Nvidia-Docker 建構可使用 GPUs 的容器 : cuda9.0 + cudnn7.0.5 + Tensorflow-GPU + Opencv-Python + Dlib
-
- 基礎鏡像的選擇
- 基礎鏡像及作者資訊
- 修改時區,安裝中文支援
- 安裝 cudnn7.0.5
- 安裝 python3.6
- 安裝 tensorflow-gpu
- 安裝 opencv-python
- 安裝 dlib
- 安裝其他 python 依賴包
- 其他設定
- 完整的 dockerfile
- 建構鏡像并測試
基礎鏡像的選擇
在使用 Nvidia-Docker 建構可使用 GPUs 的容器之前,先要确定所需建構的環境的版本對應關系,這裡主要指的是 Tensorflow-GPU 與 CUDA 、 cuDNN 的版本對應關系。
如,這裡使用的是 Tensorflow-GPU 1.5.0 版本,對應 CUDA 9.0 版本以及 cuDNN 7.0.x 版本。如果版本不對,報錯如下:
- Tensorflow-GPU 1.5.0 版本對應 CUDA 9.0 版本,否則報錯 ImportError: libcublas.so.9.0: cannot open shared object file: No such file or directory ;
- 對應 cuDNN 7.0.x 版本,否則執行 Tensorflow-GPU 代碼的時候報錯提示 cuDNN 版本不對(原本安裝的是 cuDNN 7.3.1 版本,後來降至 cuDNN 7.0.5 ,測試通過)。

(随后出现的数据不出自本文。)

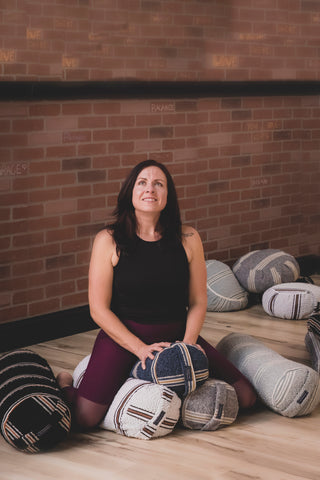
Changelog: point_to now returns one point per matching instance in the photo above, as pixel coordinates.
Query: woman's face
(150, 190)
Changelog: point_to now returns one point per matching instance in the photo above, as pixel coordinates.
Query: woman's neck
(147, 227)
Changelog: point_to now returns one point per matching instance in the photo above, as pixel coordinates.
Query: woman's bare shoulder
(189, 232)
(105, 246)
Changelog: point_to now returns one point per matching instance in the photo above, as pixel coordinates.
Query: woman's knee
(246, 395)
(88, 414)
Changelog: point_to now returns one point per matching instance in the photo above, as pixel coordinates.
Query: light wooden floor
(259, 445)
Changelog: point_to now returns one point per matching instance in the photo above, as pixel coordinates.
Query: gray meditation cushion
(261, 269)
(287, 387)
(224, 292)
(292, 301)
(211, 406)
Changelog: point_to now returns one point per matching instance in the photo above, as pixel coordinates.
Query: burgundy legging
(110, 365)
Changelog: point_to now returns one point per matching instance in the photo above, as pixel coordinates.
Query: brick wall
(247, 172)
(246, 168)
(159, 39)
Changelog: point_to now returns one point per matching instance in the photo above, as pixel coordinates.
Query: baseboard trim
(29, 331)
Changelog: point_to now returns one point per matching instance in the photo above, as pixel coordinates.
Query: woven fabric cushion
(180, 367)
(312, 342)
(224, 292)
(33, 414)
(261, 269)
(293, 300)
(79, 371)
(211, 406)
(287, 387)
(143, 410)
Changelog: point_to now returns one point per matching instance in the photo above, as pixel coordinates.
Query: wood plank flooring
(258, 445)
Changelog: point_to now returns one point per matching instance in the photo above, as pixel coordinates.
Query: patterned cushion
(292, 301)
(180, 367)
(213, 405)
(143, 410)
(223, 289)
(261, 269)
(33, 414)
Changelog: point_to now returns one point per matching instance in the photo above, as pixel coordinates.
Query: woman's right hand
(145, 351)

其它版本的對應資訊見 Tensorflow 中文官網中 經過測試的建構配置 或者 Tensorflow 英文官網中 Tested build configurations 。
![](https://img.laitimes.com/img/__Qf2AjLwojIjJCLyojI0JCLiAzNfRHLGZkRGZkRfJ3bs92YsYTMfVmepNHL9QzVZNXOGpVdGdkY1ZlMMBjVtJWd0ckW65UbM5WOHJWa5kHT20ESjBjUIF2X0hXZ0xCMx81dvRWYoNHLrdEZwZ1Rh5WNXp1bwNjW1ZUba9VZwlHdssmch1mclRXY39CXldWYtlWPzNXZj9mcw1ycz9WL49zZuBnL0kzN5IzNxUTM5IzNwkTMwIzLc52YucWbp5GZzNmLn9Gbi1yZtl2Lc9CX6MHc0RHaiojIsJye.png)

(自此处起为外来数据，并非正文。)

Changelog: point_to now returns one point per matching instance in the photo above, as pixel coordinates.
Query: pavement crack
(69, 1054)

是以,這裡選擇 nvidia/cuda:9.0-devel-centos7 作為基礎鏡像,該鏡像不帶 cuDNN ,需要自己安裝對應的 cuDNN 版本。 nvidia/cuda 官方也有提供帶 cuDNN 的基礎鏡像—— nvidia/cuda:9.0-cudnn7-devel-centos7 ,當時是 cuDNN 7.3.1 版本的。
基礎鏡像及作者資訊
這裡使用的是 nvidia/cuda:9.0-devel-centos7 作為基礎鏡像,作者是 ELN ,還可以添加電子郵箱。

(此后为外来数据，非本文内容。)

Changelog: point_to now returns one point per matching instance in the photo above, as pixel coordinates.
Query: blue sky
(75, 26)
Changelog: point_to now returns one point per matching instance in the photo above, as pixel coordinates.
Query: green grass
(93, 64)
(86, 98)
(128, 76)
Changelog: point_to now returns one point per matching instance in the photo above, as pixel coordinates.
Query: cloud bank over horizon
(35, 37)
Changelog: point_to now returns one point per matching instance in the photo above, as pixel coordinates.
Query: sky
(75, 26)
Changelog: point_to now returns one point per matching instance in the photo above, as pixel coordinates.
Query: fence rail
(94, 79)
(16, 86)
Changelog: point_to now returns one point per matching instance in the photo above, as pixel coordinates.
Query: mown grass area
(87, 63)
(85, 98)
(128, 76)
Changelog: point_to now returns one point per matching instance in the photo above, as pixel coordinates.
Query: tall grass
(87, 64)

FROM nvidia/cuda:9.0-devel-centos7
MAINTAINER ELN
修改時區,安裝中文支援
在基礎鏡像中直接安裝 python3.6 ,進入 python3.6 中 print 中文字元時報如下錯誤,檢查 python3.6 的預設編碼為 utf-8 ,後來發現是 docker 中的基礎鏡像出現中文亂碼。
[[email protected] /]# python3.6
Python 3.6.5 (default, Apr 10 2018, 17:08:37)
[GCC 4.8.5 20150623 (Red Hat 4.8.5-16)] on linux
Type "help", "copyright", "credits" or "license" for more information.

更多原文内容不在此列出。